Le principal pour elle, comme nous l’avons dit, était donc de tenir Mme Bonacieux entre ses mains. Mme Bonacieux, c’était la vie de d’Artagnan ; c’était plus que sa vie, c’était celle de la femme qu’il aimait. C’était, en cas de mauvaise fortune, un moyen de traiter et d’obtenir sûrement de bonnes conditions.
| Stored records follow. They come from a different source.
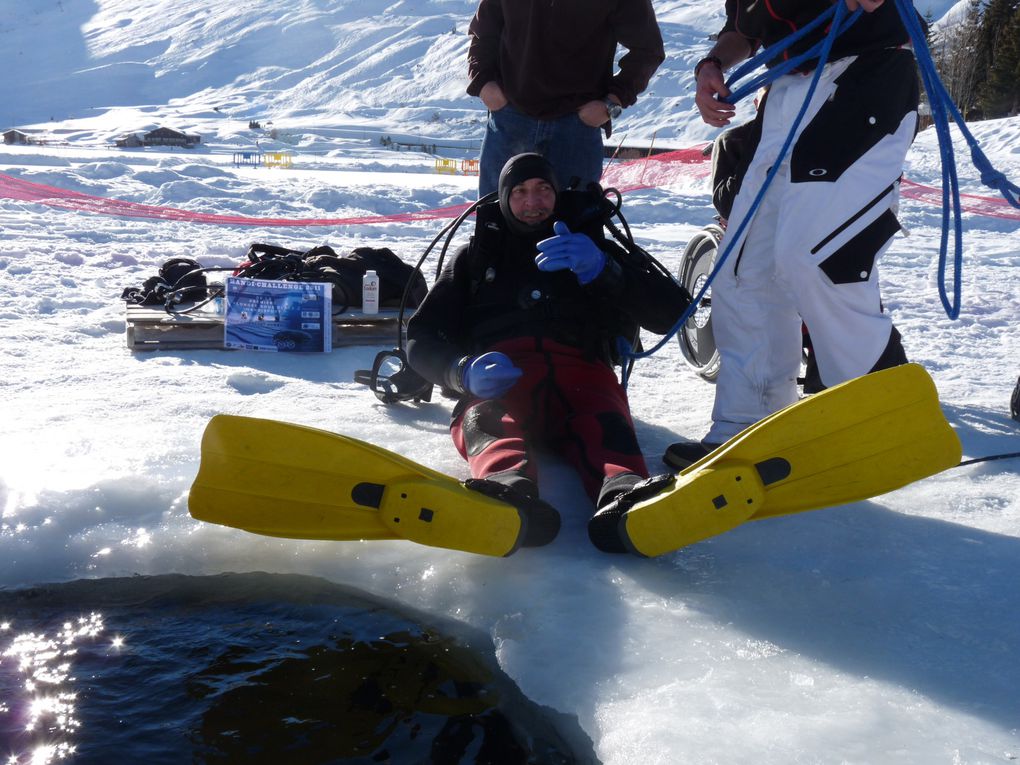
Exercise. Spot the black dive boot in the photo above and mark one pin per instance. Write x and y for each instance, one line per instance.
(519, 491)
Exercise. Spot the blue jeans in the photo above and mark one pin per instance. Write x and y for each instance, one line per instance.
(572, 148)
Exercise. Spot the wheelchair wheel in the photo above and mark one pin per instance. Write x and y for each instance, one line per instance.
(697, 343)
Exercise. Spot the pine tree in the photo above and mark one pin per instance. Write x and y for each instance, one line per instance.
(1000, 94)
(956, 53)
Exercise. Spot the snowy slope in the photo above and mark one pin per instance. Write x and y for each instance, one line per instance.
(877, 632)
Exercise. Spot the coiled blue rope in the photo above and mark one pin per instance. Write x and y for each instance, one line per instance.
(941, 108)
(821, 51)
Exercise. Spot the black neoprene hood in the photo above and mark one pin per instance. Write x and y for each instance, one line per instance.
(518, 169)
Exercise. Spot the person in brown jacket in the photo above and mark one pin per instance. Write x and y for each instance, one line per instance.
(546, 73)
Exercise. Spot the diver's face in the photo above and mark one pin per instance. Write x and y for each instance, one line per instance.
(532, 201)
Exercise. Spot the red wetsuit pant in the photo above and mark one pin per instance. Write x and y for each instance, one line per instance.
(563, 402)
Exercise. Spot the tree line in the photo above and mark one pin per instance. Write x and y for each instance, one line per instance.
(978, 58)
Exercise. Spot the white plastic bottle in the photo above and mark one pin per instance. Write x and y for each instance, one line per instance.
(370, 293)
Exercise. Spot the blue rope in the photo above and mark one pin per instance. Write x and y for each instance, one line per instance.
(941, 108)
(775, 50)
(624, 349)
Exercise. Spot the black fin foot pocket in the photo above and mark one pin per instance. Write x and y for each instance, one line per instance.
(604, 527)
(542, 521)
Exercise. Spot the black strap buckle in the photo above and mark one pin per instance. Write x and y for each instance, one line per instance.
(393, 380)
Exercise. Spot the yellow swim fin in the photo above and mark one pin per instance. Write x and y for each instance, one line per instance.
(290, 480)
(858, 440)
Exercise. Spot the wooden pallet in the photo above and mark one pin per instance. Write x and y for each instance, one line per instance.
(152, 328)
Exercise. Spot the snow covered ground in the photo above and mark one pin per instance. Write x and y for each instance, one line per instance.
(881, 631)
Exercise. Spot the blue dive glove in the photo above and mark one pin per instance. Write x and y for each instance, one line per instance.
(490, 375)
(573, 251)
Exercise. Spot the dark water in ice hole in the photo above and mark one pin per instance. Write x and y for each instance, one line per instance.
(254, 668)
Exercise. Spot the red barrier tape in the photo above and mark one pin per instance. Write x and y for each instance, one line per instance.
(657, 170)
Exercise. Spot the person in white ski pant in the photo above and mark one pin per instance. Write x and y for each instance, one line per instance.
(773, 277)
(810, 252)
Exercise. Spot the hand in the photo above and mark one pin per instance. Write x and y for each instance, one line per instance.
(491, 374)
(492, 96)
(710, 86)
(573, 251)
(594, 113)
(868, 5)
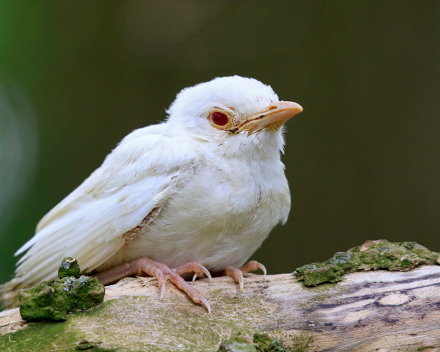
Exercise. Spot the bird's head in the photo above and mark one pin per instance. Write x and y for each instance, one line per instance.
(232, 111)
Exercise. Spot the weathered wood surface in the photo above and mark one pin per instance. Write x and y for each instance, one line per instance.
(367, 311)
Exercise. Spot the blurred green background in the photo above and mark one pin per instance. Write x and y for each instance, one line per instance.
(363, 159)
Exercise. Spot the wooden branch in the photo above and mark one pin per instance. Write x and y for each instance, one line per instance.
(367, 311)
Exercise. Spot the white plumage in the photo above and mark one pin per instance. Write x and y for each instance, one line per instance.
(183, 190)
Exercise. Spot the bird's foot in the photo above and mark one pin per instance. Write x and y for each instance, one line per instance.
(237, 274)
(146, 266)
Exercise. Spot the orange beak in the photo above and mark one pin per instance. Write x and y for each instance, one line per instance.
(274, 116)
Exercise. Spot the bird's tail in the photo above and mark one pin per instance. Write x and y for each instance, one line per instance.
(9, 293)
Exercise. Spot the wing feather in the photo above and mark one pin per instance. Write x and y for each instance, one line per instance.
(137, 177)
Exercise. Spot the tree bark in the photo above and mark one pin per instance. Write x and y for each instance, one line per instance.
(366, 311)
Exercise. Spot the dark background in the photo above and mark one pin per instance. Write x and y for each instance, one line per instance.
(363, 159)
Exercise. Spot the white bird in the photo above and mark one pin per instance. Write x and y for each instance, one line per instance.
(200, 191)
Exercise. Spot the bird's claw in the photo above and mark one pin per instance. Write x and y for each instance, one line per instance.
(263, 268)
(237, 274)
(162, 290)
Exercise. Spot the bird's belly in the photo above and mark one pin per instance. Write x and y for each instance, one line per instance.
(209, 224)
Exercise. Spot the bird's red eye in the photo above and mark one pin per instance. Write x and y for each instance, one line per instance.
(219, 119)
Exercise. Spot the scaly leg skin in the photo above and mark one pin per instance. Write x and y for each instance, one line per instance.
(237, 274)
(161, 272)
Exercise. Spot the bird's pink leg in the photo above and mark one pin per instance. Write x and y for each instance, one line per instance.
(161, 272)
(193, 267)
(237, 274)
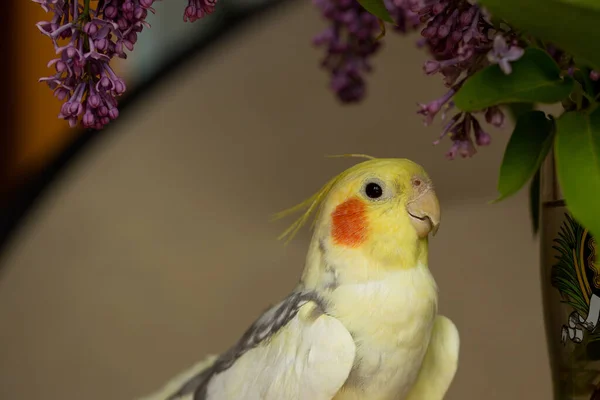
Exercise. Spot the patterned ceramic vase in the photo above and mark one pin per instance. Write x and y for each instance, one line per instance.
(571, 295)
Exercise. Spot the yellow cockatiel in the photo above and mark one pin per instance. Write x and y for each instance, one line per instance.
(362, 323)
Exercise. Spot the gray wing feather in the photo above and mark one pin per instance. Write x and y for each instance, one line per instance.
(261, 330)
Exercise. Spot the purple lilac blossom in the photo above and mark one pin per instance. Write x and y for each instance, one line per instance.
(86, 38)
(458, 35)
(350, 41)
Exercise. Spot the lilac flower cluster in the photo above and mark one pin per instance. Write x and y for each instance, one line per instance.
(86, 38)
(350, 42)
(457, 34)
(85, 41)
(462, 40)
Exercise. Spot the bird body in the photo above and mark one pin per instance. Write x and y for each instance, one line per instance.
(362, 323)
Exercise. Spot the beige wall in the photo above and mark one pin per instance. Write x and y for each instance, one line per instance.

Or, ce point était arrêté. Mme Bonacieux, sans défiance, la suivait ; une fois cachée avec elle à Armentières, il était facile de lui faire croire que d’Artagnan n’était pas venu à Béthune. Dans quinze jours au plus Rochefort serait de retour. Pendant ces quinze jours, d’ailleurs, elle aviserait à ce qu’elle aurait à faire pour se venger des quatre amis. Elle ne s’ennuierait pas, Dieu merci ! car elle aurait le plus doux passe-temps que les événements puissent accorder à une femme de son caractère : une bonne vengeance à perfectionner.

Tout en rêvant, elle jetait les yeux autour d’elle et classait dans sa tête la topographie du jardin. Milady était comme un bon général, qui prévoit tout ensemble la victoire et la défaite, et qui est tout près, selon les chances de la bataille, à marcher en avant ou à battre en retraite.

Au bout d’une heure, elle entendit une douce voix qui l’appelait : c’était Mme Bonacieux. La bonne abbesse avait naturellement consenti à tout, et, pour commencer, elles allaient souper ensemble.